Рождение замысла

Олег Васильевич Фролов
       «Всё! – он выключил компьютер и, поднял над головой вытянутые руки, распрямляя позвоночник. – На сегодня всё. Хватит. Надо отдохнуть. Но как? Полежать на диване и почитать? Посмотреть телевизор? Не хочется. А что хочется? Хочется… Хочется чего-то нового… или чего-то забытого … старого… А может и того и другого сразу… Возможно… Да, нет, не возможно, а именно такого… такого… такого…»
Встал из-за письменного стола, отодвинул кресло и прошел к камину. Взял с его полки коробок спичек. Достал из него одну и чиркнул ею по краю коробка. Спичка вспыхнула. Он нагнулся и поднес горящую спичку к заранее сложенными пирамидой в камине дровам с торчащими между поленьями исписанными мелким почерком листами бумаги. Камин разгорелся сразу.
«Рукописи не горят, - вспомнил он, глядя, как пламя пожирает один лист за другим, - ну, да! Еще как горят, особенно черновики, да еще, если их сжигает написавший их, которому они стали не нужны. А они мне уже не нужны.»
Придвинул слева к стоящему напротив камина большому мягкому креслу журнальный столик и направился на кухню. Достал начатую буханку ржаного хлеба, отрезал ножом от неё несколько толстых ломтей, положил их на большую мелкую тарелку. Открыл дверцу буфета и достал бутылку нерафинированного подсолнечного масла, отвернул её крышку и обильно полил маслом ломти хлеба. Закрыл бутылку, поставил в буфет, взял из него солонку и густо посыпал солью каждый ломоть.
«Вот! Именно так. Хотя… - он на мгновение задумался. – Хотя можно и усилить…»

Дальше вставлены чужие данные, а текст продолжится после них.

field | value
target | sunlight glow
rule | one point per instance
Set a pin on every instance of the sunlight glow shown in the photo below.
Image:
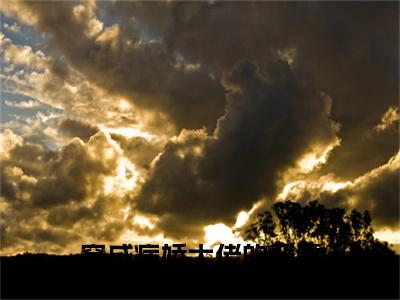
(317, 157)
(128, 132)
(125, 179)
(392, 237)
(143, 222)
(241, 219)
(220, 233)
(333, 187)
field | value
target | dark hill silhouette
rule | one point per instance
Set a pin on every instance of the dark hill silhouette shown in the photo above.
(314, 229)
(119, 276)
(310, 252)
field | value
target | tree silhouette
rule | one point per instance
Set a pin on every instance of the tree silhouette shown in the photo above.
(315, 229)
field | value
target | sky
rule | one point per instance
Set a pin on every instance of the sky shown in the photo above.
(180, 121)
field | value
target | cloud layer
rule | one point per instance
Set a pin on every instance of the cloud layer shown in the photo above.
(154, 120)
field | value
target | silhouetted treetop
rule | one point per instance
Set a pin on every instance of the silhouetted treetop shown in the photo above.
(315, 229)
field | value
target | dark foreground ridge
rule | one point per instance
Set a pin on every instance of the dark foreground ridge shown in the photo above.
(119, 276)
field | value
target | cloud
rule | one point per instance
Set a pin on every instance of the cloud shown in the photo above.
(145, 73)
(208, 107)
(22, 104)
(54, 200)
(377, 191)
(201, 179)
(74, 128)
(14, 28)
(390, 117)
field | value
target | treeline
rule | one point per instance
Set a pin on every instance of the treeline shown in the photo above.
(314, 229)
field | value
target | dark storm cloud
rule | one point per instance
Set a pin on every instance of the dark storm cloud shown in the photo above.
(138, 150)
(185, 60)
(75, 128)
(349, 50)
(268, 123)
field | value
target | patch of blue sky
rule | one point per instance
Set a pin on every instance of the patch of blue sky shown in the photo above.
(27, 35)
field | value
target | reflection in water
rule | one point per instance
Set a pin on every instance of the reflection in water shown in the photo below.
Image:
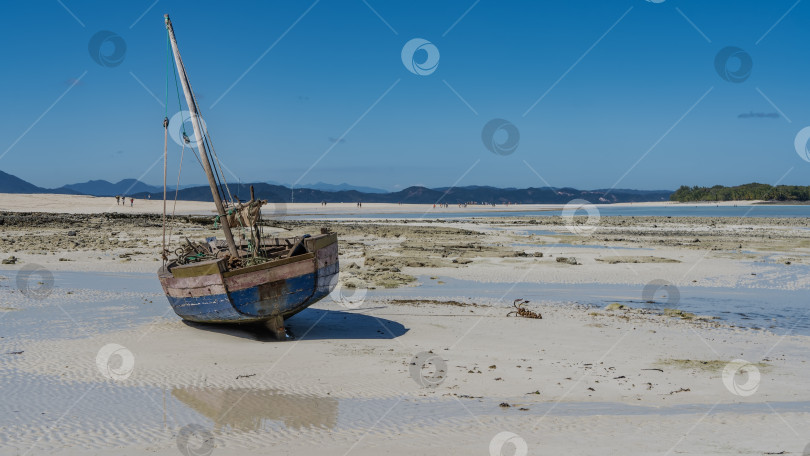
(248, 409)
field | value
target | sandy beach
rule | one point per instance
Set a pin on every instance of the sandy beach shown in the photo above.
(645, 345)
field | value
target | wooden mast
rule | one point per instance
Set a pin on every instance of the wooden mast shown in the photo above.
(198, 133)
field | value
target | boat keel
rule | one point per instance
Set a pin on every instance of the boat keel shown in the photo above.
(276, 326)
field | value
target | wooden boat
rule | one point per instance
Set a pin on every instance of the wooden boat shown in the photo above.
(258, 280)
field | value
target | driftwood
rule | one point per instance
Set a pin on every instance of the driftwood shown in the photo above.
(520, 311)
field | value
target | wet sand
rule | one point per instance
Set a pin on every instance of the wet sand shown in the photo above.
(427, 359)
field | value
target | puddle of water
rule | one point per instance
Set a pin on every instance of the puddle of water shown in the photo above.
(112, 410)
(246, 409)
(582, 246)
(81, 304)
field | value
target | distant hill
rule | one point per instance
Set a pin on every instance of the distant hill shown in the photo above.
(13, 184)
(348, 193)
(752, 191)
(104, 188)
(341, 187)
(423, 195)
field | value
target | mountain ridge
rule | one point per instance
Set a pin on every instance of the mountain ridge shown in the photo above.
(347, 193)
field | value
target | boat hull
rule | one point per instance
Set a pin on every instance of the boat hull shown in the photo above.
(205, 293)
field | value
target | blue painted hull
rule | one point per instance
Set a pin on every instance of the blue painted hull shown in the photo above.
(245, 306)
(205, 293)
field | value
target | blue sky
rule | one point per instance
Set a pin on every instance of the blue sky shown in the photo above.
(628, 92)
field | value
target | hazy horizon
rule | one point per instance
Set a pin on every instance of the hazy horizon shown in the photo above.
(631, 94)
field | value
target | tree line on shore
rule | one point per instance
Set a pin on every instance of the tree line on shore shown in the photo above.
(753, 191)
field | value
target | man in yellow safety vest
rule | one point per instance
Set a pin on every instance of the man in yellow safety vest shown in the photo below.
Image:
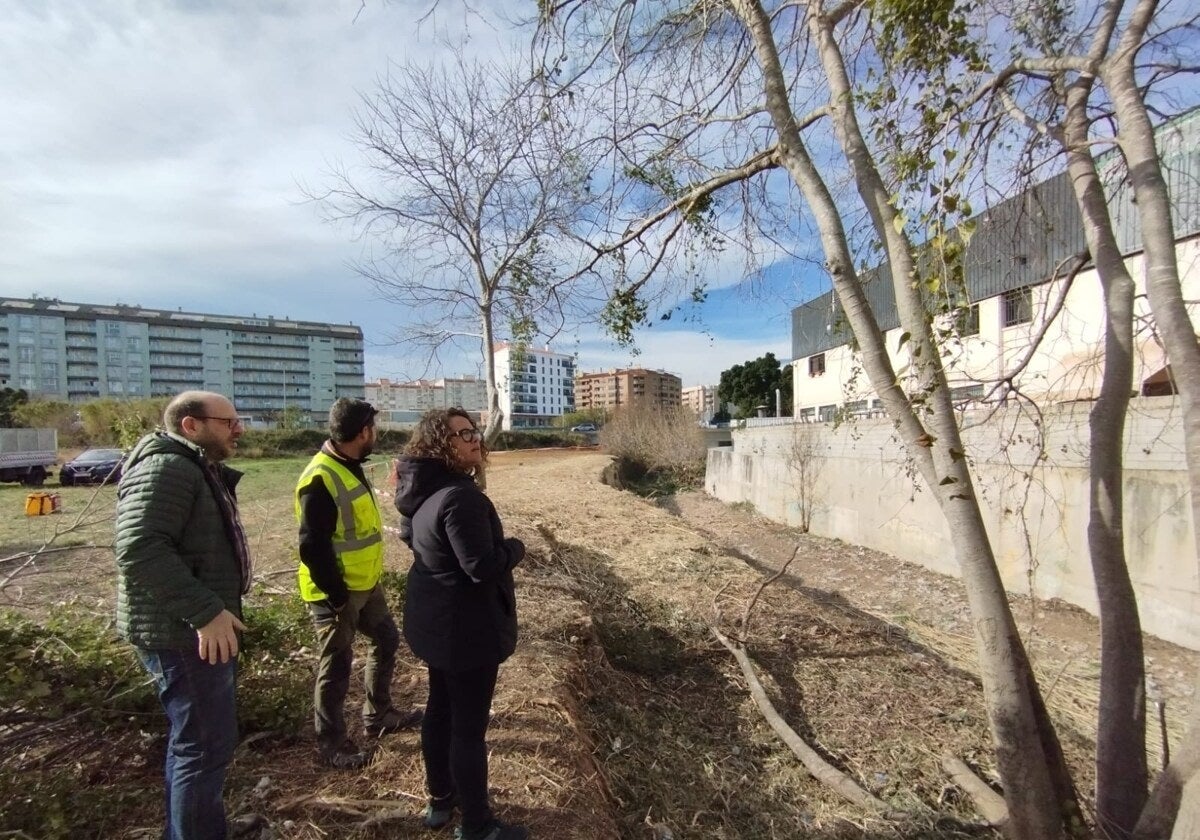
(341, 563)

Вышел в коридор, выбрал из ящика головку репчатого лука покрупнее, вернулся на кухню, вымыл лук, очистил, почувствовав, как заслезились глаза, и, нарезав его на кольца, разложил по ломтям.
«Готово. Теперь…»
Вынул из буфета стопку и бутылку водки. Открыл бутылку и наполнил до краёв стопку.
«Хватит».
Закрыл бутылку, убрал её в буфет и захлопнул его дверцу. Перенес тарелку и стопку на журнальный столик и сел кресло.
«Не разлил, - взглянул на стопку, - как была до краёв, так и осталась. Ну-с, начнем…»
Пригубил стопку и, взяв один из ломтей, начал с наслаждением есть. Неповторимый, знакомый с детства вкус пропитанного подсолнечным маслом подсоленного и приправленного луком хлеба, захватил его, разжигая аппетит и навевая воспоминания.
«Да, это не нынешние разносолы, - подумал он, - поел и забыл. Раньше такой хлеб был одним из любимых лакомств. Да и сытно, и вкусно».
Взял с тарелки еще ломоть и медленно, глядя на языки пламени в камине, съел. По телу расползалось приятное тепло, клонило в сон.
«Ладно, - он поднес стопку к губам, - за сегодняшнее завершение повести!  Столько месяцев писал…»
Допив водку, продолжил есть.
«Завтра приедут все… Будет многолюдно и шумно… наверняка попросят прочитать, что-то из новенького… Вот и прочту им повесть, - он покосился на окно. – А снег-то всё идет… С утра идет… Зима… Зима без снега не зима… Не зима… не зима… не зима… Кстати!»
Он стряхнул с себя дремоту, встал и подошел к окну.
«Да, метель хороша… Завтра надо будет расчищать дорожки… Но это завтра… А сегодня… Сегодня… Сегодня надо вернуться за письменный стол. Набросать план новой повести… Повести о детстве, о котором не знают те, кто приедут завтра».